Prep 15 mins
Cook 30 mins
First published in 1901 in The Boston Cooking School Cookbook. It is a traditional sponge to fill with a light mousse or filling of choice.
- 5 egg whites
- 1 tablespoon lemon juice or 1 tablespoon vinegar
- 5 egg yolks
- 1 grated lemon, rind of
- 1 cup sugar
- 1 cup flour, sifted 4 times
- 1⁄4 teaspoon salt
- Measure all ingredients.
- Sift sugar through fine sifter one to four times before measuring.
- Sift flour once before measuring.
- Separate yolks and whites of eggs.
- They will beat easily if at room temperature.
- Beat egg whites until stiff but not dry and beat in gradually 1 tablespoon sugar for each egg white (out of sugar called for in recipe) and set aside.
- It is unnecessary to wash beater before beating yolks.
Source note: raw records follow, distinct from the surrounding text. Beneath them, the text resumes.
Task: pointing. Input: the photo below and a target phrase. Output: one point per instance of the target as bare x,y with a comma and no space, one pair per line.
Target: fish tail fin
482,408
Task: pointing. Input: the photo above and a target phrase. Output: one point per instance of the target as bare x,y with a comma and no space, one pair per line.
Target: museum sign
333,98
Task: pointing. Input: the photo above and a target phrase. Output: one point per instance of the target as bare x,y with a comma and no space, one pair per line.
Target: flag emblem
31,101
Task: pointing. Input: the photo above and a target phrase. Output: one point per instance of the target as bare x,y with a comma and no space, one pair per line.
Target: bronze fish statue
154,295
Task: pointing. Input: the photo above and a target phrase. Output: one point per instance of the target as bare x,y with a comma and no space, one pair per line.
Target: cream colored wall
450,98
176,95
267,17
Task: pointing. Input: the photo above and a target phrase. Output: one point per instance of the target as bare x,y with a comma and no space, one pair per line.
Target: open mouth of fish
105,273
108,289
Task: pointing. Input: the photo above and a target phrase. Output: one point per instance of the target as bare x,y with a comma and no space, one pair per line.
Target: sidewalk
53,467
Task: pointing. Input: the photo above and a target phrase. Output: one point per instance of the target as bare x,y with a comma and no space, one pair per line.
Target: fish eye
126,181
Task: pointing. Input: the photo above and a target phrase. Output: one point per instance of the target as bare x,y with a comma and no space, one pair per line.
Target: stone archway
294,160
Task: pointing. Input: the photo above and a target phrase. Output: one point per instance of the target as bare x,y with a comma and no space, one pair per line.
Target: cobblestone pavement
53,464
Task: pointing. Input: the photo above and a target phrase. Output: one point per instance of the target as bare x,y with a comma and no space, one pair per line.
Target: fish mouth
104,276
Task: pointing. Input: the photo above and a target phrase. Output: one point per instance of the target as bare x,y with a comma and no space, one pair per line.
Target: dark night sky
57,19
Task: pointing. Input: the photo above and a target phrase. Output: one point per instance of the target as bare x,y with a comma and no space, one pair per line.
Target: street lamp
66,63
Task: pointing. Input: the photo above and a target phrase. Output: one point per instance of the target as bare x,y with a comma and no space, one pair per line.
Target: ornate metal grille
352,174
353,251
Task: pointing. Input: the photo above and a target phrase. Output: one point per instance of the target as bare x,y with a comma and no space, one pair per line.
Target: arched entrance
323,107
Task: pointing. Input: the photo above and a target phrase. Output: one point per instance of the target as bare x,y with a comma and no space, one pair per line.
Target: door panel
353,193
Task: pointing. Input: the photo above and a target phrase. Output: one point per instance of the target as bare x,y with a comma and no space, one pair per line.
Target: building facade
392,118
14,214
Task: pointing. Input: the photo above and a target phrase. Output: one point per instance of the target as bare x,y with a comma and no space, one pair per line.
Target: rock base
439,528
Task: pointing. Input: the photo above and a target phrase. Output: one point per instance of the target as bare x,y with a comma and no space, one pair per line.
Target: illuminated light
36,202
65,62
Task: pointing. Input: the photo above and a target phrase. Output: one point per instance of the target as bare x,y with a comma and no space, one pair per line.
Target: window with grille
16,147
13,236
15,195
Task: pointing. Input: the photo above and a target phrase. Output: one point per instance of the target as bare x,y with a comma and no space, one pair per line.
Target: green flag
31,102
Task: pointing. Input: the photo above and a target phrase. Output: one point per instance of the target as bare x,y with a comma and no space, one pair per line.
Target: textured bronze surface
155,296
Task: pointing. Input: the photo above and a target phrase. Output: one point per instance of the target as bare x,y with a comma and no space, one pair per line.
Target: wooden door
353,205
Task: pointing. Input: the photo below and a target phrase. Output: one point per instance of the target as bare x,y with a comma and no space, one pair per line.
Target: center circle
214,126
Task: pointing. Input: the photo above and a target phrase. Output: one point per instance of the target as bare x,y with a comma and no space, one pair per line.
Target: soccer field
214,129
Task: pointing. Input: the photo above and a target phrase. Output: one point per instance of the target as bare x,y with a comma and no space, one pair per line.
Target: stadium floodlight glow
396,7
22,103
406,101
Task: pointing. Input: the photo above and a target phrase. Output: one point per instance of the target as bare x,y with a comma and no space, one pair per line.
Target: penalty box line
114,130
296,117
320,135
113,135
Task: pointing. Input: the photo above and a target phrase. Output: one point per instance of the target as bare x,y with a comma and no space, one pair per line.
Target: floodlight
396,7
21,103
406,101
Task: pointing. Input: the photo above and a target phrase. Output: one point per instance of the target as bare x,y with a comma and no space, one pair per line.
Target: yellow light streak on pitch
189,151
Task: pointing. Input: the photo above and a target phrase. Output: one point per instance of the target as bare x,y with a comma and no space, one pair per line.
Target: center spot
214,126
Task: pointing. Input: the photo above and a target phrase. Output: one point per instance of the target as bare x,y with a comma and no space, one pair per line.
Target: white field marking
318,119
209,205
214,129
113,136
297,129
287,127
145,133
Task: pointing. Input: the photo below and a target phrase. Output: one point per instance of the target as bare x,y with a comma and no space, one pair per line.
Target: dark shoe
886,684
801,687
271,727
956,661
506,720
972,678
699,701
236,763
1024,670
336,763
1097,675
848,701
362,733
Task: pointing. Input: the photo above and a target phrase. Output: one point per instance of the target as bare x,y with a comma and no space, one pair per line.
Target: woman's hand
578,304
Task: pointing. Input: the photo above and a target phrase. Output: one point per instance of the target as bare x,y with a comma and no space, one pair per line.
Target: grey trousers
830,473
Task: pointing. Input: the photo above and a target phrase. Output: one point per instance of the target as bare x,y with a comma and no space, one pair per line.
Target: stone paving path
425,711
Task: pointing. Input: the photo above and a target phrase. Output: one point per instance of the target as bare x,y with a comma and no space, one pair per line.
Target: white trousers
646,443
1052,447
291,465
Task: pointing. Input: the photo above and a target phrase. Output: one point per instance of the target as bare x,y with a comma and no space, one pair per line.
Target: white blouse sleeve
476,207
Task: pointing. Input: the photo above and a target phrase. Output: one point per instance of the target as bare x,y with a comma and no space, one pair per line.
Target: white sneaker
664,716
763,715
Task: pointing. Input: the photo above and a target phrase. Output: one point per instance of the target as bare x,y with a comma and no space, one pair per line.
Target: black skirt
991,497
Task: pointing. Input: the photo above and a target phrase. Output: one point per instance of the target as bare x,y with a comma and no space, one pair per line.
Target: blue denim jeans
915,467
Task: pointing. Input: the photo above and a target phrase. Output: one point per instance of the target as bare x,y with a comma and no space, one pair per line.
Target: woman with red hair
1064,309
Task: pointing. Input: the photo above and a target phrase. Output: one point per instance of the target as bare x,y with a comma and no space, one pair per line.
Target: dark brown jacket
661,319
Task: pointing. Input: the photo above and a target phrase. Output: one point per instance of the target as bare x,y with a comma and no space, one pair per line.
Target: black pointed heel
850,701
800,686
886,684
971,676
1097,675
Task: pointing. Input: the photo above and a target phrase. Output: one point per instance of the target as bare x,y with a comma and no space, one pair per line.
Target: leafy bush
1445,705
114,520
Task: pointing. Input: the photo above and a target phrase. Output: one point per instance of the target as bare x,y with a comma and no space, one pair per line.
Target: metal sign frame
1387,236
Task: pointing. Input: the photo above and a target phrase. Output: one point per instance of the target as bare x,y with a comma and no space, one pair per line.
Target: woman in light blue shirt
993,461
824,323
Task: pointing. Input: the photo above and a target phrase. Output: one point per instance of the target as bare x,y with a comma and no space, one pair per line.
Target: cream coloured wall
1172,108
- Add liquid to egg yolks and beat until lemon-colored and so thick that beater turns with difficulty.
- Add lemon rind.
- Beat in remaining sugar.
- Combine yolks and whites and fold together with spoon until mixture is even.
- Mix and sift remaining dry ingredients and cut and fold into egg mixture.
- Do not beat after adding flour, to avoid breaking air bubbles.
- Pour into un buttered tube pan (9-inch), two 9-inch layer pans, or 12 to 18 muffin tins.
- Cut through mixture several times to break large air bubbles.
- Bake 1 hour or more in moderately slow oven (3250 F.), if in angel-cake or other deep pan.
- Bake 25 to 30 minutes in moderate oven (350F.) if in layer-cake pans or individual tins.
- Invert on wire cooler and let stand until cold.
- Loosen with spatula or knife.
I love sponge cake, so was happy to try this recipe. It has a lovely flavor, but the cooking time listed was too long. My cake turned out to be hard and dry. I cooked it in my gas oven in an angel cake pan at 325 for the alotted hour. I filled it with cool whip, lemon custard and raspberry sauce to try and help the dryness but it didn't work. I will try this again but cook it less time.